By mid-February, I can and will start planting tomatoes, so I better make the space for them now. One of the biggest mistakes eager new gardeners make in this region is starting tomatoes too late. In many parts of the country, April and May are fine times to plant tomatoes, but here my results have been less than satisfactory. The best time to get tomatoes in the ground is sometime in the last two weeks of February, just barely after the risk of frost is gone. By planting at the earliest possible time, while temperatures are still fairly cool, the tomato plant's root system gets a good healthy start in the ground and is ready for explosive growth when warmer, milder weather hits. That way the plant is big enough to withstand a mild bug attack should one occur.

Tomatoes are tougher in regards to colder temperatures than their other summer fruit counterparts like eggplant and squash. Tomatoes will grow in any temperatures above freezing, whereas eggplants and squash require temperatures above 55 degrees, usually not seen reliably until March.

Tomatoes can still be planted in March with the other warm weather stuff, but by the time warmer temperatures hit, the pests come out of hibernation and hatch last year's eggs to wreak havoc on my garden. The tomato hornworms, the stinkbugs and the leaf-footed bugs (tomato annihilators) won't emerge until then and if I manage to get the plants in the ground before warm weather, they have a chance to produce and set fruit before the bugs are big enough to threaten to do too much damage. The hornworms and other bugs don't usually make their presence felt until April.

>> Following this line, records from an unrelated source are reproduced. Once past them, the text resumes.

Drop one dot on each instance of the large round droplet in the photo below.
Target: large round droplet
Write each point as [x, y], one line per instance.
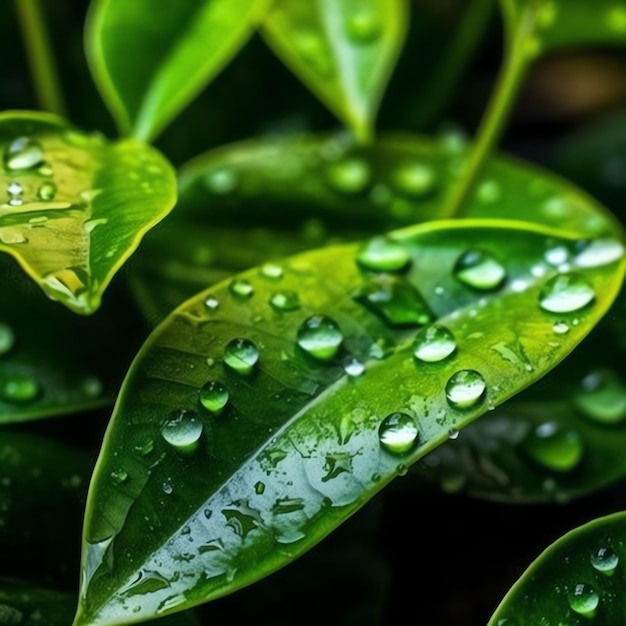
[398, 433]
[320, 336]
[23, 153]
[214, 396]
[480, 270]
[602, 397]
[241, 355]
[583, 599]
[383, 255]
[465, 389]
[182, 429]
[565, 293]
[605, 560]
[433, 344]
[555, 448]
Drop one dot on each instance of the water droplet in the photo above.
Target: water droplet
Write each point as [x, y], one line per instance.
[7, 338]
[416, 179]
[23, 153]
[350, 175]
[554, 447]
[47, 191]
[320, 336]
[599, 252]
[583, 599]
[602, 398]
[241, 355]
[285, 300]
[19, 388]
[182, 429]
[214, 397]
[383, 255]
[465, 389]
[398, 433]
[565, 293]
[241, 288]
[479, 270]
[395, 300]
[433, 344]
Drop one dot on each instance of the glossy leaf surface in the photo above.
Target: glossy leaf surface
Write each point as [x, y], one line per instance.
[74, 207]
[149, 61]
[259, 416]
[343, 50]
[578, 580]
[342, 191]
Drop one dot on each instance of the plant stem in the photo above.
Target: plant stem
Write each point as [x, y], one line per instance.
[516, 62]
[40, 57]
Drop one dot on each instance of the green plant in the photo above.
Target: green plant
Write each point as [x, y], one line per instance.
[288, 322]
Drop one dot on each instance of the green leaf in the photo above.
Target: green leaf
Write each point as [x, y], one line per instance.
[75, 206]
[578, 580]
[266, 410]
[343, 192]
[343, 50]
[150, 61]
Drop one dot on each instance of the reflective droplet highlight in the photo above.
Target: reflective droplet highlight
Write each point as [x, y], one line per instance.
[241, 355]
[320, 337]
[566, 293]
[465, 389]
[398, 433]
[433, 344]
[480, 270]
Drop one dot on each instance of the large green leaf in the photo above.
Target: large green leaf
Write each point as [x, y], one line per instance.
[342, 191]
[76, 207]
[343, 50]
[266, 410]
[578, 580]
[150, 60]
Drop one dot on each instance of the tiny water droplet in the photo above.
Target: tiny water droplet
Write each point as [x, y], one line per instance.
[241, 288]
[241, 355]
[480, 270]
[566, 293]
[383, 255]
[465, 389]
[433, 344]
[214, 396]
[23, 153]
[350, 175]
[554, 447]
[182, 429]
[320, 336]
[583, 599]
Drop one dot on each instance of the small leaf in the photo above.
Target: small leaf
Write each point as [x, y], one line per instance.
[247, 430]
[343, 50]
[577, 580]
[75, 207]
[150, 61]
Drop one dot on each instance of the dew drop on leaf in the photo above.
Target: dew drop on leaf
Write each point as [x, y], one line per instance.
[182, 429]
[320, 336]
[480, 270]
[566, 293]
[465, 389]
[433, 344]
[214, 397]
[23, 153]
[398, 433]
[241, 355]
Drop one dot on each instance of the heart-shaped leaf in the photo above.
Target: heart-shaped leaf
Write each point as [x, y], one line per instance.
[343, 50]
[149, 61]
[578, 580]
[265, 411]
[76, 207]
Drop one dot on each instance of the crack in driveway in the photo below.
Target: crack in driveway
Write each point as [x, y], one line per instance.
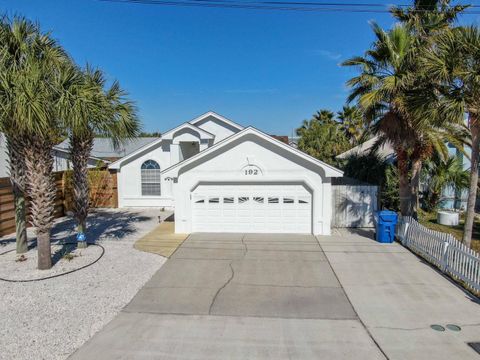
[221, 288]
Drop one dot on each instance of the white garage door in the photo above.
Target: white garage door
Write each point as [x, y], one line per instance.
[265, 208]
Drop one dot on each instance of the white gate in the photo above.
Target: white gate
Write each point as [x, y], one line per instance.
[354, 205]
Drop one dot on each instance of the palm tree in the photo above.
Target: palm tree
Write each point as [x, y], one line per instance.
[323, 140]
[440, 174]
[27, 57]
[455, 61]
[325, 116]
[386, 90]
[427, 17]
[88, 109]
[380, 92]
[352, 123]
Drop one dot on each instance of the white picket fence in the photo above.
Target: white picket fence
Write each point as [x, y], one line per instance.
[442, 250]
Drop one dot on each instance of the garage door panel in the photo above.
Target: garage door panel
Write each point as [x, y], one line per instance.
[252, 208]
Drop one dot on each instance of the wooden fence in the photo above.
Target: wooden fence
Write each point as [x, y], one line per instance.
[103, 186]
[354, 205]
[443, 251]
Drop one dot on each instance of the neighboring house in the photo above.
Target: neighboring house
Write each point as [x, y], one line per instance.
[451, 199]
[222, 177]
[61, 159]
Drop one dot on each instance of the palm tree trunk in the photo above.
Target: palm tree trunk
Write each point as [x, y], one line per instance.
[472, 193]
[415, 186]
[41, 187]
[81, 147]
[404, 185]
[16, 156]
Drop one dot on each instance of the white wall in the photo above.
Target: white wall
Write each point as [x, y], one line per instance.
[278, 166]
[217, 127]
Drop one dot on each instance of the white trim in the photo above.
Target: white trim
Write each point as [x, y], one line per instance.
[217, 116]
[169, 134]
[332, 171]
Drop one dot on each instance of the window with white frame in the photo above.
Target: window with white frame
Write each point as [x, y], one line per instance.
[150, 178]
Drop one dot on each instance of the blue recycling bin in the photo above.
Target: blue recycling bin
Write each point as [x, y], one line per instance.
[386, 221]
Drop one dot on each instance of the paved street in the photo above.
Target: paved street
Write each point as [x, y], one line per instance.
[262, 296]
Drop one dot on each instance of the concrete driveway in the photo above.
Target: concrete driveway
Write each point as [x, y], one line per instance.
[263, 296]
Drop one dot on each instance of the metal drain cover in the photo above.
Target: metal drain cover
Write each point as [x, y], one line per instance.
[437, 327]
[475, 346]
[453, 327]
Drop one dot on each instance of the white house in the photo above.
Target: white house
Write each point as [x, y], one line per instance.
[221, 177]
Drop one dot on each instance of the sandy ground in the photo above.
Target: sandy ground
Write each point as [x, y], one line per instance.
[50, 319]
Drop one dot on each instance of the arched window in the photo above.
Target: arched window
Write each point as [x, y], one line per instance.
[150, 178]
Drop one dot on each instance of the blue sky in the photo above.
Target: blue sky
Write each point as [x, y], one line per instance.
[269, 69]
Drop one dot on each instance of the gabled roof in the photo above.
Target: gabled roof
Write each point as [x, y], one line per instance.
[103, 147]
[166, 136]
[217, 116]
[385, 150]
[330, 171]
[204, 134]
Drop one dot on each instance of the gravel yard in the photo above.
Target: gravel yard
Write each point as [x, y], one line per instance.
[50, 319]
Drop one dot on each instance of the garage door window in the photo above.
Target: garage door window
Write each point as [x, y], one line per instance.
[150, 178]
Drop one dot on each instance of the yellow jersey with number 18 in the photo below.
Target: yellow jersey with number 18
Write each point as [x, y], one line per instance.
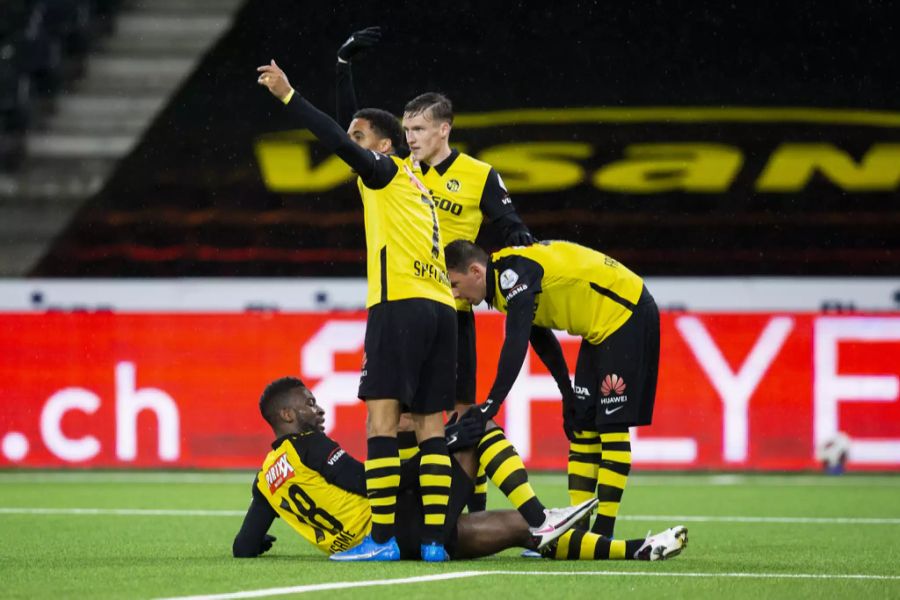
[405, 255]
[330, 518]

Corn benefits from the same rough early treatment. When planted in Mid-February, it's far less likely to get destroyed by birds, or cutworms and other soil-bound predators. The corn gets a head start. Farmers have a saying that corn should be 'knee high by the fourth of July', but that saying obviously only applies to northern climates. Here, I say corn planted in mid-February needs to be 'on its way by the beginning of May.'

Tomatoes and corn, famous as summer crops elsewhere, really grow best in our climate in the early spring. By the end of May, the weather is too hot and humid for tomatoes and they tend to get leggy, and mildewy, and stop flowering altogether - which means no tomatoes to eat. Corn can rot, if it even makes it past the stage where it may get destroyed by bugs.

Many gardeners don't bother with corn because it takes a lot of room to grow and it's cheap to buy in the store. The argument that something isn't worth growing because it's cheaper to buy at the store doesn't really hold any validity for me because, quite simply, food I grow tastes better. The second an ear of corn is plucked from the plant, its sugars begin converting to starches immediately. So even farmer's market, locally grown sweet corn can't compete with what my corn that I pick with the water boiling so that it can just go straight into the pot, then onto my plate a minute later.

There are many reasons to plant corn: it's a fun plant to watch grow (it's actually a type of grass) and I recently found a variety adapted to small spaces. It's called Blue Jade Corn and it's an heirloom variety sold by Seed Savers Exchange. It's one of the only varieties of corn capable of growing in containers because of its small stature - so it's perfect for the aspiring urban farmer who may only have a concrete patio with which to experiment. Blue Jade only reaches three feet tall and produces smaller than conventional ears, but often two per plant! The kernels have a sweet flavor and bonus: they're blue! Even though I have a raised bed and garden space I can plant in, I still prefer the short stature of the Blue Jade Corn because it is ready for harvest in as little as 70 - 80 days. And it looks super cool.

It's time to stop dreaming of spring, and make some room for tomatoes and corn.